There is a desperation in the advice given to civilians. “Avoid. Deny. Defend.” meaning essentially “Run. Block the door. Fight like a caged animal.” It’s chilling to hear that from a law enforcement official’s mouth as official procedure, and it speaks to the range of factors that contribute to responding to a shooting from a law enforcement perspective.

Even though the average time for police units to respond to an incident on campus is about three minutes, much more time is spent determining whether it is safe to enter the building. Once in the building, according to Goley, each individual room of a building must be searched multiple times to ensure the area is secure.

In that time, between the first gunshot and the first blue uniform, anything can happen. But, that’s the purpose of the seminar: to provide you with enough information to get you thinking about what you would do in a similar situation.

You should have observed which ways doors open so you can block them more effectively or be able to see a fire extinguisher as a potential weapon. It should narrow down your window of unpredictability and lessen fear, and controlling fear is powerful.

According to a Sep. 10 Gallup Poll, 48 percent of Americans fear being the victims of mass shootings. Since the start of this year, there have been 19 mass shooting, the most recent a spree killing on August 31 which left seven dead in its wake.

If fear is such a driving factor in the response to mass shootings, why is there not more attendance at an educational seminar that can take some of that fear away?

“It’s the trauma of not wanting to face that unpleasant truth,” Goley said. “Some folks aren’t ready for that.”

That may be true, but with mass shootings occurring roughly every 14 days on average in the United States, actions like surveying nearby exits, searching for potential weapons and planning escape routes seem less paranoid and more a necessary safety precaution.

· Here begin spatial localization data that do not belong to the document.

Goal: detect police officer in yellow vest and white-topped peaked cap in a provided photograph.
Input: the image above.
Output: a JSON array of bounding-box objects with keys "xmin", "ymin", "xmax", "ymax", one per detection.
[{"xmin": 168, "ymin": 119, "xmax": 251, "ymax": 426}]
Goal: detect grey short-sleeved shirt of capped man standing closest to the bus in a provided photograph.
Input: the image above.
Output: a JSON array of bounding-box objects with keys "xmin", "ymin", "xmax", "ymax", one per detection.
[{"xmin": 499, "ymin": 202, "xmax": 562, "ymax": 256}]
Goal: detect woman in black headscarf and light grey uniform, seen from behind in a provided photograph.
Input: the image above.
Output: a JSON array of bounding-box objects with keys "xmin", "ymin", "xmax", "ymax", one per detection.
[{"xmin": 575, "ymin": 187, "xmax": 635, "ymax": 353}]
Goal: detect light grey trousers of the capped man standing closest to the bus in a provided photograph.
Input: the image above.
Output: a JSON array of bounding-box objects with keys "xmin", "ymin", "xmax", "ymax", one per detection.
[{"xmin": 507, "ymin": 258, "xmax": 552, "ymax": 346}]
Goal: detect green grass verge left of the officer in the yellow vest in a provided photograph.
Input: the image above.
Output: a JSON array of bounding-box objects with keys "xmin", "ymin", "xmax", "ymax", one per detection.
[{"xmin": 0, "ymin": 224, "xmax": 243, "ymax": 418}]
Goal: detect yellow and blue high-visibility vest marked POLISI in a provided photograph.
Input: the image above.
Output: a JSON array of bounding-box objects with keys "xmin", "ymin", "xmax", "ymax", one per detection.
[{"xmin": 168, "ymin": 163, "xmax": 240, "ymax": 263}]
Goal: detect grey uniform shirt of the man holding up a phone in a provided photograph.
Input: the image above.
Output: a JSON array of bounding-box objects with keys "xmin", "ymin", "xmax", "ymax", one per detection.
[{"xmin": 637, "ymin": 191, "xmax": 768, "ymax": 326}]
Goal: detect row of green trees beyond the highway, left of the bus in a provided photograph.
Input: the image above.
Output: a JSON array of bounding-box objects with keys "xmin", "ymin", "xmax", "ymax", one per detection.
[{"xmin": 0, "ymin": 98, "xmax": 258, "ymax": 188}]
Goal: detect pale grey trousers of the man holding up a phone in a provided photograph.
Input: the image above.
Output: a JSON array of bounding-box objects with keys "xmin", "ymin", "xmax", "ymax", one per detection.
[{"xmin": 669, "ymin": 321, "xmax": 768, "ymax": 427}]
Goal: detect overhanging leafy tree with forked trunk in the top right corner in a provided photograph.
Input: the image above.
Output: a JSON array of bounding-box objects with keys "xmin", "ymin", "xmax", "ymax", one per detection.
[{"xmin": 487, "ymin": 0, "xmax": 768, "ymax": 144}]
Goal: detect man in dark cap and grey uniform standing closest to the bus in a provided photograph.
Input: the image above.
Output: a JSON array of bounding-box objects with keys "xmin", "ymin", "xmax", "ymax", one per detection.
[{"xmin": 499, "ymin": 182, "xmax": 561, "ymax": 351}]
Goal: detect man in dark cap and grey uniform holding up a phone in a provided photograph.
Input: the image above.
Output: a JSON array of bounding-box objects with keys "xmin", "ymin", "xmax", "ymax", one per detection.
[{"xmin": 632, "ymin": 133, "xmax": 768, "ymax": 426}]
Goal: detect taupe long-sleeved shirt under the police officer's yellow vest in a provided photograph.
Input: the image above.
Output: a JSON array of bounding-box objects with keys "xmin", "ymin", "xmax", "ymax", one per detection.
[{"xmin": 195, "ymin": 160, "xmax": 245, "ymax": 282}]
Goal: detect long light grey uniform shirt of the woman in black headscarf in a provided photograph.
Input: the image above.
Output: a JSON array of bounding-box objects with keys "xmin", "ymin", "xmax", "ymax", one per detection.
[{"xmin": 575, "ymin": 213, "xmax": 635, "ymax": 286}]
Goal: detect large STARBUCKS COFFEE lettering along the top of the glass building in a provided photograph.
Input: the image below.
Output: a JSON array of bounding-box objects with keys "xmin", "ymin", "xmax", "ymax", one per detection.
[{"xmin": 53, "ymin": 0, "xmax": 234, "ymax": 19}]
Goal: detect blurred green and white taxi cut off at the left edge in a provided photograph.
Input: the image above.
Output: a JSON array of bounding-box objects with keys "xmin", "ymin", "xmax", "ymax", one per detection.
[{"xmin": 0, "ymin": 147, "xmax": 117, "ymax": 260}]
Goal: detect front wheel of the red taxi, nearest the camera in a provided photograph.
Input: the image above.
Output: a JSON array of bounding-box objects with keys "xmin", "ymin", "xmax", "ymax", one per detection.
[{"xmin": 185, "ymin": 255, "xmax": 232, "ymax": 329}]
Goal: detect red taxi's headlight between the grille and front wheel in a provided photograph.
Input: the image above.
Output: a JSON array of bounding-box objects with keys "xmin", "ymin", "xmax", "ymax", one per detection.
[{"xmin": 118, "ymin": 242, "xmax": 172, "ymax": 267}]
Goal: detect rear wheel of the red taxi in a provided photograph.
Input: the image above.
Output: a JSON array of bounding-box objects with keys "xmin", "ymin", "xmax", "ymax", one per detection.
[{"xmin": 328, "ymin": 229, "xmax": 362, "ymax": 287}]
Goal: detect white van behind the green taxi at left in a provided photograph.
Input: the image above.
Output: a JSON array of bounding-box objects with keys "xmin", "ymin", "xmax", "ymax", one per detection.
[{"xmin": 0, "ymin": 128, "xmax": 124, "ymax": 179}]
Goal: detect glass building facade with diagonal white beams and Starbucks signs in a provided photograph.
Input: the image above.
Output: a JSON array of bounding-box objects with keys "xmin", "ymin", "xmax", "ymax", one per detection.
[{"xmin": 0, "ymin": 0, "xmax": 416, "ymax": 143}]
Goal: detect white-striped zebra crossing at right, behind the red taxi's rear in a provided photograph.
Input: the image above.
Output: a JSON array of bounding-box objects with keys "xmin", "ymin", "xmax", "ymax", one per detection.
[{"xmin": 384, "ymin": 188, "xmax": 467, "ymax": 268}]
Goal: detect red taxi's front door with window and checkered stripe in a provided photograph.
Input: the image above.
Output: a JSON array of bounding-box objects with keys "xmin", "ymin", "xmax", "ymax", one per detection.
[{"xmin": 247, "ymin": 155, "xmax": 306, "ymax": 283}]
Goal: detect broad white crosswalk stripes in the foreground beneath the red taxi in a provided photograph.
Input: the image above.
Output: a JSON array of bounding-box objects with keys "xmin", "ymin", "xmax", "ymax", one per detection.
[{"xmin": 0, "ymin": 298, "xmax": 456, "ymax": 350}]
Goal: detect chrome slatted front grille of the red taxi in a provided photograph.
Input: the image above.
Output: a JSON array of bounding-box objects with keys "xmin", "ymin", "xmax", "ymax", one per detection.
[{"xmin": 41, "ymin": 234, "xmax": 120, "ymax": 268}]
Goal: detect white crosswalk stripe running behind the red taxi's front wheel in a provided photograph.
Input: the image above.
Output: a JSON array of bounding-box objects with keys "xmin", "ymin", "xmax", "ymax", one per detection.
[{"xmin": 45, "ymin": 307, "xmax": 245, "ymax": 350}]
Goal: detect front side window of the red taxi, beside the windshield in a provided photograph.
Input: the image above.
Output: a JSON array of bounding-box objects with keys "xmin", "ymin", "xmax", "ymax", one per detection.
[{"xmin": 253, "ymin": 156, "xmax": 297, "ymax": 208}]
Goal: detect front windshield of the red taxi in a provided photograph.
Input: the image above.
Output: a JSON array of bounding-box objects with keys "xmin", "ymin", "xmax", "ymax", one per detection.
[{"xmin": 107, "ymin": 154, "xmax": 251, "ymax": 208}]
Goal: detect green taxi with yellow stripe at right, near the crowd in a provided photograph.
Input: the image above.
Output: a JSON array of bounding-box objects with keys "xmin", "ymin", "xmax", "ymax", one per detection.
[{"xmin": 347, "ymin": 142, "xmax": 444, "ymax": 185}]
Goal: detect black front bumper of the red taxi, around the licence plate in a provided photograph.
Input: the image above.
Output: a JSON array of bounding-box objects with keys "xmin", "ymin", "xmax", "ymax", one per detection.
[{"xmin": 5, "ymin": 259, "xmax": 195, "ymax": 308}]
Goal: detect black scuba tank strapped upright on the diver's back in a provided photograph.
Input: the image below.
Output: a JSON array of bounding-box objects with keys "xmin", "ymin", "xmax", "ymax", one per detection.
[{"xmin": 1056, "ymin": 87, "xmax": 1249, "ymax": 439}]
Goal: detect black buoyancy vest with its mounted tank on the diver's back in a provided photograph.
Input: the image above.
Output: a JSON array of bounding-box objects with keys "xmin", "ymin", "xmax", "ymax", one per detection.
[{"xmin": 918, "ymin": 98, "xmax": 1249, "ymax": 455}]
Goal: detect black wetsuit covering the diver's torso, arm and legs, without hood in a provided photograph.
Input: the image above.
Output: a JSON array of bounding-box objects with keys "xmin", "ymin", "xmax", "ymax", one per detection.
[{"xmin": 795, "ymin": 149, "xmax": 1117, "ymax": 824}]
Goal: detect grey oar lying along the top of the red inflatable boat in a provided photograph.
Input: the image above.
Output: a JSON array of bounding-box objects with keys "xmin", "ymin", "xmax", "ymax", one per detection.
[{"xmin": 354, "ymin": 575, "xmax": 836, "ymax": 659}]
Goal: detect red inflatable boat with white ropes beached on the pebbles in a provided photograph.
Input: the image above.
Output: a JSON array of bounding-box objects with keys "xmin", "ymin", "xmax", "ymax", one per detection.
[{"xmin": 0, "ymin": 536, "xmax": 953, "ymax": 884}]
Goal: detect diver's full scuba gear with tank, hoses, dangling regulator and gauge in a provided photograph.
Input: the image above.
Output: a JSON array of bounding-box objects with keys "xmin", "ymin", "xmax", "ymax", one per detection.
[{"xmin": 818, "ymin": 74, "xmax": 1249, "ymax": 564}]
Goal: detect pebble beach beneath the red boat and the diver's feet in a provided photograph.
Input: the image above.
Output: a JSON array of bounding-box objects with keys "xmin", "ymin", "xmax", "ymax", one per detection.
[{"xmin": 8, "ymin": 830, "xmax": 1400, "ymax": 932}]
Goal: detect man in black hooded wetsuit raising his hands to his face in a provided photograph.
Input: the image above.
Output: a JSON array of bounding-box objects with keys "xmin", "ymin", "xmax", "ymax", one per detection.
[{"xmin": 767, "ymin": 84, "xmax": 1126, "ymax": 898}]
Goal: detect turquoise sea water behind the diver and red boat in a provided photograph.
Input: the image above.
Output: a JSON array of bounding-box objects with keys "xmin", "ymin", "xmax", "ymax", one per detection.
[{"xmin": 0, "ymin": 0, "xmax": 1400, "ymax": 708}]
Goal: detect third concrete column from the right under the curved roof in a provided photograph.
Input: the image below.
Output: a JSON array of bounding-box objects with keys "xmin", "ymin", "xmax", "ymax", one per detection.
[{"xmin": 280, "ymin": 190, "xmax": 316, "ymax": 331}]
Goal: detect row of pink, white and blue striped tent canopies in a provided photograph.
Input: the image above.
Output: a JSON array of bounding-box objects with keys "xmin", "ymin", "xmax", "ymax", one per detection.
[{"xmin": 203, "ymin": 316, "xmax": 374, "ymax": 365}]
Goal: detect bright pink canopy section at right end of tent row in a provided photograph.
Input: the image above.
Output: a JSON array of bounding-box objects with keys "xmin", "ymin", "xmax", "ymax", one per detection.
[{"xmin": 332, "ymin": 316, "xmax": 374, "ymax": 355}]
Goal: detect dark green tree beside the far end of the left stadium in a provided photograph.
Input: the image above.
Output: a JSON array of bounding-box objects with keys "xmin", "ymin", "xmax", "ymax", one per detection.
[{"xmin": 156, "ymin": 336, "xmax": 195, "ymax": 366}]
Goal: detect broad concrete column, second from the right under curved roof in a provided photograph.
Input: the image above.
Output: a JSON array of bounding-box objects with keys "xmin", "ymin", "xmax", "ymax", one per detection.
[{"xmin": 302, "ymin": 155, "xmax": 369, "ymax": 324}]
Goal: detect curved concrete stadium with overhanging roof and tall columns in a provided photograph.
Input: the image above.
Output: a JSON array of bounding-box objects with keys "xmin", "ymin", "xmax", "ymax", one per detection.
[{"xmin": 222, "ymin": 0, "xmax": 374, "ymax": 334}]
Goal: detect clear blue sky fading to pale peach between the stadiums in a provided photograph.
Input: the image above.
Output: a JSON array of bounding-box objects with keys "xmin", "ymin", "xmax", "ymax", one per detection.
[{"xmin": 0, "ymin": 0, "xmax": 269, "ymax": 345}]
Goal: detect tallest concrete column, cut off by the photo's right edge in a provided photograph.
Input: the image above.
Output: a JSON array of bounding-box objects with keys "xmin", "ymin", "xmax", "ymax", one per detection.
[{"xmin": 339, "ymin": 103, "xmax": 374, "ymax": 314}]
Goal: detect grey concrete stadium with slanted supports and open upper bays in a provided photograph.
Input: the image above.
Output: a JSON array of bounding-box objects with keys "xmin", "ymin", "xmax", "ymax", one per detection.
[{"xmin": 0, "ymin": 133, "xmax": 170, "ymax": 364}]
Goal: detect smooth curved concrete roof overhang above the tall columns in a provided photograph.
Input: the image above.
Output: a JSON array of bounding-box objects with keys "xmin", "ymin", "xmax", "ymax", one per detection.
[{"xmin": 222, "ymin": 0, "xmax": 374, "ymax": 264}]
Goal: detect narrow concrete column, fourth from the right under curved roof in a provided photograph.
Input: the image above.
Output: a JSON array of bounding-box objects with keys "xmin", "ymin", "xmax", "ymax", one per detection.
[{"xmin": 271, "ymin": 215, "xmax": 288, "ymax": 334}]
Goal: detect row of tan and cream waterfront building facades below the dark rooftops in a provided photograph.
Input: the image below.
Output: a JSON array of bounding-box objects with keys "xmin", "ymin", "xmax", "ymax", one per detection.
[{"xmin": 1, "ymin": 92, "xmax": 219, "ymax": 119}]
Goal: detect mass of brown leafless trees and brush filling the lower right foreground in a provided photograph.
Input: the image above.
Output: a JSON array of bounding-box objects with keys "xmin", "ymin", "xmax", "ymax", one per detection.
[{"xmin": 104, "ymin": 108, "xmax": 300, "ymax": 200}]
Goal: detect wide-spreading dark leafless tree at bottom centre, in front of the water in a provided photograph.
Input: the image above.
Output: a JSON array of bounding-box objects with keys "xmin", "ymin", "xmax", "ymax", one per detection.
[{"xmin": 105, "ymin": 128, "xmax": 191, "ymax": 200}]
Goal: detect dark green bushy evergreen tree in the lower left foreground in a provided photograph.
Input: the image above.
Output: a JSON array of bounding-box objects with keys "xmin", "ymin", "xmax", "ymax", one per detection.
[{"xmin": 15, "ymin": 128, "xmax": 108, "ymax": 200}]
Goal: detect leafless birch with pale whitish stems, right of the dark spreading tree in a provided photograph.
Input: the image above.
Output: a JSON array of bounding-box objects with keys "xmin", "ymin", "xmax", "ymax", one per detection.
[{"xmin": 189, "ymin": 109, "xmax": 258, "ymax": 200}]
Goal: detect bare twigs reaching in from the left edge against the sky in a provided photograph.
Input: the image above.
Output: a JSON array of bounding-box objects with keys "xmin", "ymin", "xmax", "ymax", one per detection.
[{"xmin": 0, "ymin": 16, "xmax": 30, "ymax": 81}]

Luckily, this seminar is not a one-time event. There will be other opportunities to learn on:

– October 9, from 2 to 4 p.m. in the Student Union Heritage Room

– October 24, from 5 to 7 p.m. in the Jennett Lecture Hall 1111

– November 5, 2 to 4 p.m. in the Jennett Lecture Hall 1111

“I challenge you all to tell one person you know about this,” Goley said as the small group prepared to leave, their eyes searching for potential alternative exits.